Related papers: GUIDE-CoT: Goal-driven and User-Informed Dynamic Estimation for Pedestrian Trajectory using Chain-of-Thought

GUIDE-CoT: Goal-driven and User-Informed Dynamic Estimation for Pedestrian Trajectory using Chain-of-Thought

URL: http://arxiv.org/abs/2503.06832v1
Date: Mon, 10 Mar 2025 01:39:24 GMT
Title: GUIDE-CoT: Goal-driven and User-Informed Dynamic Estimation for Pedestrian Trajectory using Chain-of-Thought
Authors: Sungsik Kim, Janghyun Baek, Jinkyu Kim, Jaekoo Lee,
Abstract summary: We propose Goal-driven and User-Informed Dynamic Estimation for pedestrian trajectory using Chain-of-Thought (GUIDE-CoT)<n>Our approach integrates two innovative modules: (1) a goal-oriented visual prompt, which enhances goal prediction accuracy combining visual prompts with a pretrained visual encoder, and (2) a chain-of-thought (CoT) LLM for trajectory generation, which generates realistic trajectories toward the predicted goal.<n>Our method achieves state-of-the-art performance, delivering both high accuracy and greater adaptability in pedestrian trajectory prediction.
Score: 9.572859785331307
License: http://creativecommons.org/licenses/by/4.0/
Abstract: While Large Language Models (LLMs) have recently shown impressive results in reasoning tasks, their application to pedestrian trajectory prediction remains challenging due to two key limitations: insufficient use of visual information and the difficulty of predicting entire trajectories.
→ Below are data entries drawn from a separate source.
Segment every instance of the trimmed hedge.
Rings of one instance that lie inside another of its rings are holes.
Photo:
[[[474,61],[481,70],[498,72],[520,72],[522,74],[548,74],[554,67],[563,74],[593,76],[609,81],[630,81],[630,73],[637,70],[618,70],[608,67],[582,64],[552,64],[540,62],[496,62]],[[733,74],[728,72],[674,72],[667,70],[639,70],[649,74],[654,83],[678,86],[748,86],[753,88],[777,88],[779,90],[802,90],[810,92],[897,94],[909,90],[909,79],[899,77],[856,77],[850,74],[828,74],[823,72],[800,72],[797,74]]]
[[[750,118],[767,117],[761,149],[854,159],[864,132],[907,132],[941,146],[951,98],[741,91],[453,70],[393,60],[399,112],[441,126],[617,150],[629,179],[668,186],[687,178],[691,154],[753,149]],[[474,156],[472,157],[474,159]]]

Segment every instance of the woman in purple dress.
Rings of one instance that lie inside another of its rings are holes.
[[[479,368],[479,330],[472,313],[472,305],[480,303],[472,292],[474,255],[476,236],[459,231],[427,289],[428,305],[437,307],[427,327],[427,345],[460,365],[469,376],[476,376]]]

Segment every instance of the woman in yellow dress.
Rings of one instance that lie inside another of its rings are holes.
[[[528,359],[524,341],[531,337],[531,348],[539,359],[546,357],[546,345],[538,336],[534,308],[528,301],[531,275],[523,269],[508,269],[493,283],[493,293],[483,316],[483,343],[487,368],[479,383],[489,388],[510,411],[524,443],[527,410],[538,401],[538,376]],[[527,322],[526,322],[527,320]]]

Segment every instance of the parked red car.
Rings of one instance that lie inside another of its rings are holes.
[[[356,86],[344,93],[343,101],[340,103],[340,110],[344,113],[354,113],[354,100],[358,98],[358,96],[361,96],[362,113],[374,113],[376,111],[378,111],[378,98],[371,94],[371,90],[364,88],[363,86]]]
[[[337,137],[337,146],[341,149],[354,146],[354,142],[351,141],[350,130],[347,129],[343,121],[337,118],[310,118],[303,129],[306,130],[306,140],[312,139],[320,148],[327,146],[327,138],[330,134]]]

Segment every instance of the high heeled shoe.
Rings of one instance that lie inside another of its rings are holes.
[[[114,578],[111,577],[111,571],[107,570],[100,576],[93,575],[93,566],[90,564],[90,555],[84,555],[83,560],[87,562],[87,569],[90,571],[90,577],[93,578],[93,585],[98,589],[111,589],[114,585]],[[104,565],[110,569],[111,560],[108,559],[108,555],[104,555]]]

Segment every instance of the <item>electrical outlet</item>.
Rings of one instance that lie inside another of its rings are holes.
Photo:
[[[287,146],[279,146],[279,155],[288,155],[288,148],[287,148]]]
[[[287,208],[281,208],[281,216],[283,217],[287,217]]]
To address these challenges, we propose Goal-driven and User-Informed Dynamic Estimation for pedestrian trajectory using Chain-of-Thought (GUIDE-CoT). Our approach integrates two innovative modules: (1) a goal-oriented visual prompt, which enhances goal prediction accuracy combining visual prompts with a pretrained visual encoder, and (2) a chain-of-thought (CoT) LLM for trajectory generation, which generates realistic trajectories toward the predicted goal. Moreover, our method introduces controllable trajectory generation, allowing for flexible and user-guided modifications to the predicted paths. Through extensive experiments on the ETH/UCY benchmark datasets, our method achieves state-of-the-art performance, delivering both high accuracy and greater adaptability in pedestrian trajectory prediction. Our code is publicly available at https://github.com/ai-kmu/GUIDE-CoT.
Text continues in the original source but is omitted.